Schiano and Bradly both denied the allegations. Nonetheless, the fans demonstrated their ire, as did all of Tennessee’s major politicians. Schiano wasn’t hired.

Then there’s Congress.

We already know that Americans were willing to overlook sexual harassment and abuse allegations against presidential candidates — that’s how we got both Bill Clinton and Donald Trump. But there was a burgeoning debate over whether Republicans had a moral obligation to let Alabama Republican Senatorial candidate Roy Moore twist in the wind after credible allegations of molestation of underage women. Many top Republicans disassociated from Moore. President Trump didn’t. The debate inside the GOP raged. The Democrats laughed from afar, pointed, and suggested that the supposed party of morality had no morals after all. They even went so far as to preliminarily toss Bill Clinton under the bus — after all, his desiccated political corpse is of no further use to them. Better to dump Clinton in order to nail Moore and the Republicans.

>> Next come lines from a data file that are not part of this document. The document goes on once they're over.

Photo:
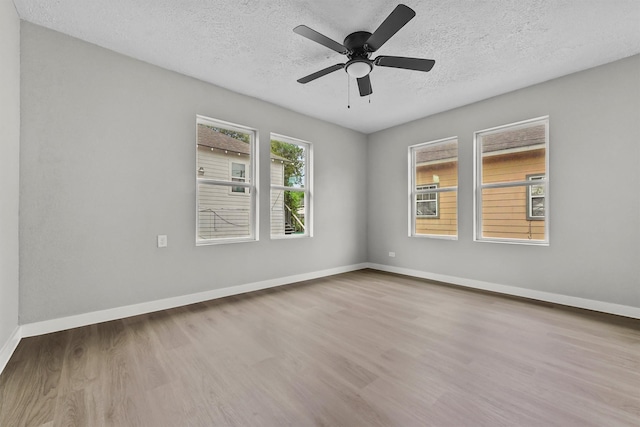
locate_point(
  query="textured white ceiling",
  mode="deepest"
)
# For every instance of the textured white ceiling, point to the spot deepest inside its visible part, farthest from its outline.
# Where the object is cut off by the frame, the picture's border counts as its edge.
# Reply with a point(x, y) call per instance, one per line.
point(482, 48)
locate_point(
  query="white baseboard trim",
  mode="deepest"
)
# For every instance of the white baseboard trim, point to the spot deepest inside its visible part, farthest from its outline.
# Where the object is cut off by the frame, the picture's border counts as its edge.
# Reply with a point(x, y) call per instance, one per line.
point(9, 347)
point(61, 324)
point(604, 307)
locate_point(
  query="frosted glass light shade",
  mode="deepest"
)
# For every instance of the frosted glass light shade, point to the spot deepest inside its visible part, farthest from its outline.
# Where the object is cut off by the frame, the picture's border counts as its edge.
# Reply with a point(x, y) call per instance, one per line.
point(358, 69)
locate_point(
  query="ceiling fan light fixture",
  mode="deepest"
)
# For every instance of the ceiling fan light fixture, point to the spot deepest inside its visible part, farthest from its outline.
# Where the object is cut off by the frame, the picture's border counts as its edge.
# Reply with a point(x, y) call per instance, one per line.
point(358, 68)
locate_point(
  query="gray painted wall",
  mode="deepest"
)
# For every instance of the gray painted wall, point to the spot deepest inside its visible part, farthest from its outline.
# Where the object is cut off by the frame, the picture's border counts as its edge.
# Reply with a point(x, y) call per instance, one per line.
point(595, 200)
point(9, 165)
point(108, 162)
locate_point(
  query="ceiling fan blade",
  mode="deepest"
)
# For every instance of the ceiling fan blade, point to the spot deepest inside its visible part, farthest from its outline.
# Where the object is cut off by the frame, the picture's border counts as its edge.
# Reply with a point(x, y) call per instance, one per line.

Then repeated allegations of sexual harassment hit Senator Al Franken (D-MN). And Democrats did nothing. Settlement information emerged showing that Rep. John Conyers (D-MI) had paid out money to an accuser who said he sexually propositioned her, then punished her when she refused to accede to his requests. House Minority Leader Nancy Pelosi (D-CA) defended Conyers as an “icon” and suggested that she didn’t believe his accusers.

And so Republicans will point to Democrats and say that turnabout is fair play, that no standard ever obtained, and that a Senate seat is too important to lose over proprieties like opposing an alleged attempted child molester. And Democrats will point to Republicans and say that a Congressional seat is too important to . . . well . . . fill with another Democrat? At least Republicans can say that they’d lose a Senate seat if they were to stand against immorality, and that such a loss has consequences for policy. It’s a rotten argument, but it’s an argument. Democrats can’t even say that. Franken’s seat would be filled by a Democrat. So would Conyers’. But they’re not even going to throw over those two in favor of other Democrats.

And so what began as a crusade to rid our politics and our entertainment and our business of sexual targeting of women has now become retrenchment. Sure, Schiano won’t get a job at University of Tennessee. But a government that our founders thought would be filled with the best and brightest, elected and sifted, is now comprised of the worst elements of humanity. And people on both sides will fight tooth and nail to preserve things that way.